Switch-a-View: View Selection Learned from Unlabeled In-the-wild Videos
Sagnik Majumder, Tushar Nagarajan, Ziad Al-Halah, Kristen Grauman
TL;DR
Switch-a-View tackles automatic view selection in multi-view instructional videos by learning from unlabeled but edited in-the-wild content. It introduces a view-switch detection pretext task trained with pseudo-labels derived from scene boundaries and ego/exo classification, and then repurposes the detector into a view selector using limited best-view labels. The method leverages a multimodal transformer that fuses past frames, past narrations, and the next narration to predict the next view, achieving state-of-the-art results on HowTo100M and Ego-Exo4D, including zero-shot generalization. This weakly supervised approach reduces labeling needs while enabling informative camerawork, with broad implications for automated cinematography and instructional video synthesis.
Abstract
We introduce SWITCH-A-VIEW, a model that learns to automatically select the viewpoint to display at each timepoint when creating a how-to video. The key insight of our approach is how to train such a model from unlabeled -- but human-edited -- video samples.
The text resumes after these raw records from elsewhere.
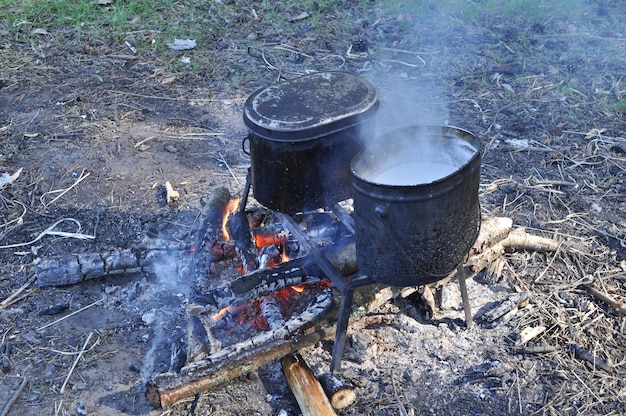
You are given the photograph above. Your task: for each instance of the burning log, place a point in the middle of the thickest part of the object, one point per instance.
(305, 387)
(165, 389)
(75, 268)
(240, 233)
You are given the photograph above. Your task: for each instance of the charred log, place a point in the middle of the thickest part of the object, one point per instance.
(305, 387)
(241, 234)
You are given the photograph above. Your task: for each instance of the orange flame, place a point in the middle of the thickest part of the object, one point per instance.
(232, 206)
(285, 258)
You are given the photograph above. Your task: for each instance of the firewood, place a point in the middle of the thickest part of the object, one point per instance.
(306, 388)
(165, 389)
(240, 233)
(340, 393)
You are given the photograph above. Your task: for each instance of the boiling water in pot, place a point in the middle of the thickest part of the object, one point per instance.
(430, 161)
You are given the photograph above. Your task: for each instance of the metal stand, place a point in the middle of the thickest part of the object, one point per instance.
(460, 271)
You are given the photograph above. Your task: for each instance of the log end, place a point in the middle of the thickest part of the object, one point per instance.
(152, 396)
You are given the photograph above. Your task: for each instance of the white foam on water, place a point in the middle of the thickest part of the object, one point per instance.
(431, 161)
(413, 173)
We pose a pretext task that pseudo-labels segments in the training videos for their primary viewpoint (egocentric or exocentric), and then discovers the patterns between the visual and spoken content in a how-to video on the one hand and its view-switch moments on the other hand. Armed with this predictor, our model can be applied to new multi-view video settings for orchestrating which viewpoint should be displayed when, even when such settings come with limited labels. We demonstrate our idea on a variety of real-world videos from HowTo100M and Ego-Exo4D, and rigorously validate its advantages. Project: https://vision.cs.utexas.edu/projects/switch_a_view/.